Ce samedi matin à Aubagne, l’atmosphère était à la peine. Plusieurs dizaines de salariés d'Alinéa se sont réunis devant le siège de l'entreprise, actuellement en redressement judiciaire, et confrontée à une possible liquidation. Ce rassemblement a été provoqué par l’annonce de la direction qui, jeudi, a confirmé le retrait du principal candidat à la reprise, le groupe SDC Holding. Ce revirement a semé un vent de désespoir parmi les employés, qui voient s'éteindre l'espoir de sauver la marque.
« C'est le crépuscule d'une enseigne emblématique », a exprimé Margaux Palvini, représentante de Force Ouvrière à Aubagne. Gilda Rodriguez, employée de longue date chez Alinéa, a également partagé son choc : « Quand nous avons appris que l'offre de reprise était annulée, c'était comme un coup de massue. Nous voguons vers un avenir incertain, mais nous devons impérativement nous battre pour les droits des 1.200 employés qui risquent de perdre leur emploi. »
Seuls 240 emplois sur 1.200 pourraient être sauvés
L'entreprise, intégrée dans le groupe Mulliez, emploie encore environ 1.200 personnes dans 36 magasins à travers la France. Selon les informations recueillies, il semble qu'uniquement 240 postes puissent être préservés dans le cadre des propositions restantes. Le tribunal des affaires économiques de Marseille doit examiner les offres définitives des repreneurs le 5 mars, et une décision sera communiquée deux semaines plus tard. Rappelons que l’enseigne a été placée en redressement judiciaire depuis le 20 novembre, affichant une perte de 47 millions d'euros pour un chiffre d'affaires de 162 millions d'euros, comme rapporté par le quotidien Le Monde.
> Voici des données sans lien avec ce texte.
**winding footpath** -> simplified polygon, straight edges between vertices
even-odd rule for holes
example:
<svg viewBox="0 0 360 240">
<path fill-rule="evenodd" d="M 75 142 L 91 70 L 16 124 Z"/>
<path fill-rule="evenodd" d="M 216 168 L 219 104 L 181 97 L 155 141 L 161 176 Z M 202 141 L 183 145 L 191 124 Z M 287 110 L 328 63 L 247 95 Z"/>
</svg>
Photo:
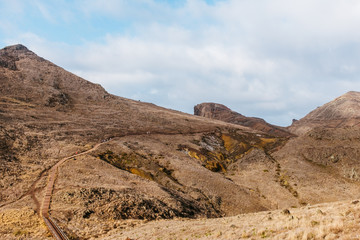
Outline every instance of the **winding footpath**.
<svg viewBox="0 0 360 240">
<path fill-rule="evenodd" d="M 68 240 L 69 238 L 65 235 L 65 233 L 57 226 L 57 224 L 53 221 L 53 219 L 50 216 L 50 202 L 51 202 L 51 195 L 52 192 L 54 190 L 54 184 L 55 184 L 55 180 L 56 180 L 56 174 L 58 171 L 58 167 L 61 166 L 65 161 L 74 158 L 74 157 L 78 157 L 81 155 L 85 155 L 89 152 L 92 152 L 94 150 L 96 150 L 100 145 L 106 143 L 107 141 L 104 141 L 102 143 L 98 143 L 96 144 L 93 148 L 91 148 L 90 150 L 87 150 L 85 152 L 81 152 L 79 154 L 75 154 L 72 155 L 70 157 L 66 157 L 63 158 L 62 160 L 60 160 L 59 162 L 57 162 L 52 168 L 50 168 L 49 170 L 49 181 L 48 184 L 46 185 L 45 188 L 45 194 L 43 197 L 43 201 L 41 204 L 41 209 L 40 209 L 40 215 L 42 216 L 46 226 L 48 227 L 48 229 L 50 230 L 51 234 L 54 236 L 55 239 L 57 240 Z"/>
</svg>

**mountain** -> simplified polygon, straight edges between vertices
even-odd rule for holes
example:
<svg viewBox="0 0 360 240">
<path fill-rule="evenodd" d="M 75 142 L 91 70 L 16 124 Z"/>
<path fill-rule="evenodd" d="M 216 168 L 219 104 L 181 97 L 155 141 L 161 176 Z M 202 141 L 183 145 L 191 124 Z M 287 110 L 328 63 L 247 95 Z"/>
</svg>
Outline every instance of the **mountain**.
<svg viewBox="0 0 360 240">
<path fill-rule="evenodd" d="M 201 103 L 194 107 L 194 114 L 197 116 L 217 119 L 228 123 L 249 127 L 270 135 L 278 137 L 293 136 L 285 128 L 271 125 L 261 118 L 245 117 L 234 112 L 228 107 L 218 103 Z"/>
<path fill-rule="evenodd" d="M 0 93 L 2 239 L 48 239 L 47 179 L 70 156 L 50 215 L 72 239 L 359 196 L 357 126 L 296 137 L 193 116 L 109 94 L 22 45 L 0 50 Z"/>
<path fill-rule="evenodd" d="M 354 127 L 360 123 L 360 92 L 348 92 L 295 121 L 289 130 L 304 134 L 315 127 Z"/>
</svg>

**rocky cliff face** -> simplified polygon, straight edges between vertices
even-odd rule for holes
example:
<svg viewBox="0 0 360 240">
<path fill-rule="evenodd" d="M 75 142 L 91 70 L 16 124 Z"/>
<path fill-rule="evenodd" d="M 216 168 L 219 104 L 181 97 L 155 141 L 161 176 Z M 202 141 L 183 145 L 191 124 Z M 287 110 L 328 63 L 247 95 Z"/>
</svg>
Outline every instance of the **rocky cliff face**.
<svg viewBox="0 0 360 240">
<path fill-rule="evenodd" d="M 285 128 L 267 123 L 261 118 L 245 117 L 240 113 L 234 112 L 228 107 L 217 103 L 201 103 L 194 107 L 194 114 L 211 119 L 217 119 L 228 123 L 238 124 L 249 127 L 267 134 L 278 137 L 292 136 Z"/>
</svg>

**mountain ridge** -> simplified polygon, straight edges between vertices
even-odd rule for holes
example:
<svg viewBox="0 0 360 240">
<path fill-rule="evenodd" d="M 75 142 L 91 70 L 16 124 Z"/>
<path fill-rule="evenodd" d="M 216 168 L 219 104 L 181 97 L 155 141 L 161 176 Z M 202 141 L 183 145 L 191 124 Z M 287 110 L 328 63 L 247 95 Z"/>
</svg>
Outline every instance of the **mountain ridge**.
<svg viewBox="0 0 360 240">
<path fill-rule="evenodd" d="M 108 94 L 22 45 L 0 59 L 1 238 L 46 239 L 38 205 L 48 169 L 100 142 L 58 169 L 50 214 L 72 238 L 101 238 L 134 219 L 218 218 L 359 195 L 357 126 L 283 137 L 286 129 L 223 105 L 245 124 Z"/>
</svg>

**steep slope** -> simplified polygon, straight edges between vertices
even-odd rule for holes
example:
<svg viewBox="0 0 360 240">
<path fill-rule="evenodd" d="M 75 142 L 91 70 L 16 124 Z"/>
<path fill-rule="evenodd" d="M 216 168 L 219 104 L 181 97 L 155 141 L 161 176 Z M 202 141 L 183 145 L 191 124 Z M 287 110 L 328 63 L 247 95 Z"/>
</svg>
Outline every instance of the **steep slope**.
<svg viewBox="0 0 360 240">
<path fill-rule="evenodd" d="M 48 237 L 39 217 L 48 169 L 96 143 L 63 163 L 55 182 L 50 214 L 73 239 L 101 238 L 134 219 L 232 216 L 359 195 L 354 179 L 307 159 L 314 143 L 330 144 L 319 135 L 289 140 L 261 121 L 246 127 L 117 97 L 22 45 L 0 50 L 0 91 L 4 239 Z"/>
<path fill-rule="evenodd" d="M 360 123 L 360 92 L 348 92 L 295 121 L 289 130 L 304 134 L 315 127 L 353 127 Z"/>
<path fill-rule="evenodd" d="M 22 222 L 28 227 L 19 229 L 20 236 L 45 238 L 38 214 L 48 169 L 105 139 L 111 141 L 97 152 L 60 167 L 51 214 L 70 235 L 87 219 L 88 227 L 103 231 L 123 219 L 219 217 L 268 208 L 226 171 L 236 154 L 257 144 L 281 144 L 263 140 L 269 136 L 108 94 L 22 45 L 0 50 L 0 91 L 0 212 L 14 216 L 13 225 L 0 222 L 7 226 L 0 235 L 16 238 L 17 230 L 4 229 Z M 230 133 L 248 146 L 230 151 L 222 140 Z"/>
<path fill-rule="evenodd" d="M 271 125 L 261 118 L 245 117 L 240 113 L 231 111 L 228 107 L 217 103 L 201 103 L 194 107 L 197 116 L 217 119 L 228 123 L 246 126 L 278 137 L 292 136 L 285 128 Z"/>
</svg>

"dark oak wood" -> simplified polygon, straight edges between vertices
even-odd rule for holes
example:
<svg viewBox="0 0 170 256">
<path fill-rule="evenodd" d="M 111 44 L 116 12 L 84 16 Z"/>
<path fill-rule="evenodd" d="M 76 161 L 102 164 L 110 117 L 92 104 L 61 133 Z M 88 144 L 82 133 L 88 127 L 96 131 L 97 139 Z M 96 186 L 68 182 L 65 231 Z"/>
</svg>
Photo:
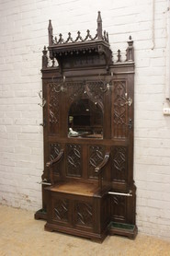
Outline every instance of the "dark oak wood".
<svg viewBox="0 0 170 256">
<path fill-rule="evenodd" d="M 54 38 L 51 21 L 48 29 L 42 209 L 35 218 L 47 220 L 45 230 L 97 242 L 108 233 L 134 239 L 133 41 L 126 60 L 119 50 L 113 62 L 100 13 L 94 37 L 87 30 L 84 39 L 79 31 L 75 39 Z"/>
</svg>

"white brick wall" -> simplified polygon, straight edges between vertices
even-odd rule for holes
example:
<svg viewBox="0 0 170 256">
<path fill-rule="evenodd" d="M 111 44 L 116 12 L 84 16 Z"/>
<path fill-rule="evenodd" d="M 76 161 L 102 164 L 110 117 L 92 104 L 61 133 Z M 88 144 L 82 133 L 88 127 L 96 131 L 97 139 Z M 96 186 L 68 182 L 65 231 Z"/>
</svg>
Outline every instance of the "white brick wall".
<svg viewBox="0 0 170 256">
<path fill-rule="evenodd" d="M 137 225 L 140 232 L 170 239 L 170 116 L 163 115 L 167 83 L 167 0 L 1 0 L 0 202 L 37 210 L 43 169 L 41 51 L 54 34 L 96 33 L 101 10 L 113 52 L 134 40 Z M 154 49 L 153 28 L 154 27 Z"/>
</svg>

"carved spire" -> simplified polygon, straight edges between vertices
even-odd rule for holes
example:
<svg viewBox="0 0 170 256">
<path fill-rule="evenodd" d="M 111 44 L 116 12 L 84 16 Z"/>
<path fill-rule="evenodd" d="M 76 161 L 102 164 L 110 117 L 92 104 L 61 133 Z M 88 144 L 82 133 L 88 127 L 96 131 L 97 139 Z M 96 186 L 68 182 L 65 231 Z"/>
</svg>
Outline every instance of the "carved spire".
<svg viewBox="0 0 170 256">
<path fill-rule="evenodd" d="M 102 39 L 102 19 L 101 19 L 101 14 L 98 12 L 98 17 L 97 17 L 97 38 Z"/>
<path fill-rule="evenodd" d="M 52 25 L 51 25 L 51 20 L 49 20 L 49 27 L 48 27 L 48 30 L 49 30 L 49 46 L 52 45 L 52 37 L 53 37 L 53 29 L 52 29 Z"/>
</svg>

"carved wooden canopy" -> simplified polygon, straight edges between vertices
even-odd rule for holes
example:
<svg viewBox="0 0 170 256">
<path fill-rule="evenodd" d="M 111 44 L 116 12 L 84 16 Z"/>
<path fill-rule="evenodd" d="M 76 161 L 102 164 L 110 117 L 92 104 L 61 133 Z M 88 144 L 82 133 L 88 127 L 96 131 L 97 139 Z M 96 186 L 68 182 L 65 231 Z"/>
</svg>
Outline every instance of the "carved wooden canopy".
<svg viewBox="0 0 170 256">
<path fill-rule="evenodd" d="M 51 21 L 49 22 L 49 52 L 50 57 L 56 58 L 61 70 L 64 68 L 85 66 L 85 63 L 91 59 L 91 64 L 103 65 L 107 68 L 112 64 L 112 52 L 109 47 L 108 34 L 102 29 L 102 19 L 100 12 L 97 17 L 97 29 L 95 37 L 92 37 L 87 29 L 86 36 L 83 39 L 81 32 L 77 32 L 77 37 L 74 40 L 71 33 L 64 41 L 62 35 L 59 34 L 53 38 Z M 78 62 L 80 56 L 84 62 Z"/>
</svg>

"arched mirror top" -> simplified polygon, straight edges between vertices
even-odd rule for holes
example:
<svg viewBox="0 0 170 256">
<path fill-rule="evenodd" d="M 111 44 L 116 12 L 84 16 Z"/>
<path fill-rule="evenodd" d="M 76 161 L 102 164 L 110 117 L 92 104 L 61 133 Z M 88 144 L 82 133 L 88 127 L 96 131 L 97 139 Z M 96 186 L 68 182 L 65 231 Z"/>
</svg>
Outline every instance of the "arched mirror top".
<svg viewBox="0 0 170 256">
<path fill-rule="evenodd" d="M 68 136 L 103 138 L 103 112 L 90 99 L 74 100 L 68 111 Z"/>
</svg>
Les salariés gardent espoir, mais la réalité est que leurs inquiétudes sont fondées. "Chacun de nous a des familles à nourrir et des responsabilités. Nous appelons à une mobilisation générale pour défendre nos emplois et nos droits", conclut Gilda Rodriguez. Les jours à venir s’annoncent déterminants pour l'avenir d'Alinéa et de ses employés.